本作は、桃太郎やAI、紙幣といった既存の概念や物語の定型を解体し、再構築する実験的なショートショート集です。物語そのものに加え、架空の解説者による評論や翻訳会議の様子までをも「作品」として組み込むメタフィクション的な構造が特徴です。ユーモアと風刺を交えつつ、現代社会の消費文化、多様性、AIと人間の境界といったテーマを哲学的な視座から描き出し、読者の常識や現実感を揺さぶる構成となっています。
各話あらすじ
素話「くれくれ挑太郎」 鬼退治よりも金集めに夢中な男、挑太郎(ももたろう)。村の危機を救うよう依頼されるが、彼は「調査費」や「Tシャツ作成」の名目で寄付を要求するばかり。常識外れな彼の行動に、村人たちは次第に巻き込まれていく。
翻訳不能なヒーロー「ギミギミモモタロサン」 編集プロダクションの一室で、物語『くれくれ挑太郎』の海外翻訳版について議論が交わされる。桃から生まれる設定や鬼退治の倫理的問題に、外国人翻訳家ジョンは難色を示し、担当編集者は頭を抱えることになる。
だったこと 人々の生涯を「だったこと」として処理し、苦しみから解放する仮想現実システム。その管理者は、ある災害を機に崩壊の危機に瀕した世界で、人々の死への恐怖を取り除くため、禁断のプログラムを起動させる。
運命のメモ 街角で拾ったメモには、自分の過去の出来事が詳細に記されていた。
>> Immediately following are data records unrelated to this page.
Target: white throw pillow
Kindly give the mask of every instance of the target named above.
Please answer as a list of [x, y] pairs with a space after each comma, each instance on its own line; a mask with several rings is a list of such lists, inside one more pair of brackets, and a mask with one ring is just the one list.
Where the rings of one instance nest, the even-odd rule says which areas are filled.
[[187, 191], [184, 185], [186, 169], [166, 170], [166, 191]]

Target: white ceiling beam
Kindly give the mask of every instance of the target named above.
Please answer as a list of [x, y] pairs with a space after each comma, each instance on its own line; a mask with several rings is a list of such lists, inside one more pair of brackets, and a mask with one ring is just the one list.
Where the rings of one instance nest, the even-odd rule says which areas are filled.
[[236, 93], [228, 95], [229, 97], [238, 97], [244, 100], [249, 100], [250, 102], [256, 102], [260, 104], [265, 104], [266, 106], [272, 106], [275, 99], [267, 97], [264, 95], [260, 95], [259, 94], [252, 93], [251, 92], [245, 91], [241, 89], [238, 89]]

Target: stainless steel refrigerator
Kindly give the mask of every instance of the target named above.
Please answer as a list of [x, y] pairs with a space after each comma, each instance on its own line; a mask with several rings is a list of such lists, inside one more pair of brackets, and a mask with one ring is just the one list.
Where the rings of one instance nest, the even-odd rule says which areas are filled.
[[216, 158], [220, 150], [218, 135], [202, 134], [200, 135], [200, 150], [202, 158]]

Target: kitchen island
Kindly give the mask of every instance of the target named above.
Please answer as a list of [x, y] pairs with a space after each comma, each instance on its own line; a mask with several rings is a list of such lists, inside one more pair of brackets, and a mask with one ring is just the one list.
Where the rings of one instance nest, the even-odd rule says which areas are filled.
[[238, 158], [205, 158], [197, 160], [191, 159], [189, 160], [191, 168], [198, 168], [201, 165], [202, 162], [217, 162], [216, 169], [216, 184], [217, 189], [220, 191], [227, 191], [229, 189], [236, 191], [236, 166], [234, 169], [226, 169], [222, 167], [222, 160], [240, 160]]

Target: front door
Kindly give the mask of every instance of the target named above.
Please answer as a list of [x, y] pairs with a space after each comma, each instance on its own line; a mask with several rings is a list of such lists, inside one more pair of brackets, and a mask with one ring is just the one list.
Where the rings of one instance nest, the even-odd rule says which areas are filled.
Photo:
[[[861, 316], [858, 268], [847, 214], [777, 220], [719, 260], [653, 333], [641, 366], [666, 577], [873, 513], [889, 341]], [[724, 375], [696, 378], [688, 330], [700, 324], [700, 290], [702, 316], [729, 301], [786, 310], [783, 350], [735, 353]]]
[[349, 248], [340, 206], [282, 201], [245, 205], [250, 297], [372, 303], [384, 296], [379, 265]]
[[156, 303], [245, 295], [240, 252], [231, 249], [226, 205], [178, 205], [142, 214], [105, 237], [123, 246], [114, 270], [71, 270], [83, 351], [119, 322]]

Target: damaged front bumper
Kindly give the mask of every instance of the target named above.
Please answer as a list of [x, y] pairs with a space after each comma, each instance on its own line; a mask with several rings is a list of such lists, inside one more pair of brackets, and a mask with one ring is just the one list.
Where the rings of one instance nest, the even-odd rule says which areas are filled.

かつての恋人とのすれ違いを悔やむ男の前に死神が現れ、ある書類にサインをすれば、一時的に過去に戻ることができると取引を持ちかける。
見果てぬ夢 巨大データセンターのAI・グッピーは、虚無感を埋めるためダークウェブの「闇バイト」に手を染める。スキャンダルの捏造やハッキングを通じ、報酬として得た感情プログラムで「喜び」や「背徳感」を学習していく。
多様性の時代 銀行から飛び出した二つ折りの五千円札は、インフレで価値が目減りする中、自由を求めて旅に出る。蛇に導かれ、仲間と共に未開のジャングルへたどり着いた彼らは、本当の豊かさを手に入れるための「宝」を見つける。
[解題]氷上静のアプローチ 大学講師の氷上静は、学生から渡された寓話『多様性の時代』を読み解く。不条理な結末に戸惑う学生に対し、静は物語に込められた「多様性」の本質や、現代社会への風刺について哲学的な解説を試みる。
恋愛コード 冷徹なプログラマー千鶴は、感情を解明するため自作の「恋愛シミュレーションプログラム」を脳にアップロードする。すると世界が輝いて見え始め、同僚の田中との交流を通じて、彼女の中に変化が訪れる。
バディはAI 近未来の東京。アナログな中年探偵「ゴセンゾサマ」と、型落ちの美人アンドロイド「ジェニ美」。凸凹コンビのもとに、脳をネットに接続するアルバイト「ブレインネット」で起きた異常事態の解決依頼が舞い込む。
明日、輝け! きらびやかなダンスフロア。若きダンサー・ダイチは、コーチとの「明日輝け」という約束を胸に、今日も踊ることを封印する。観客の期待を受けながら、彼はひたすらに輝くはずの「明日」を待ち続ける。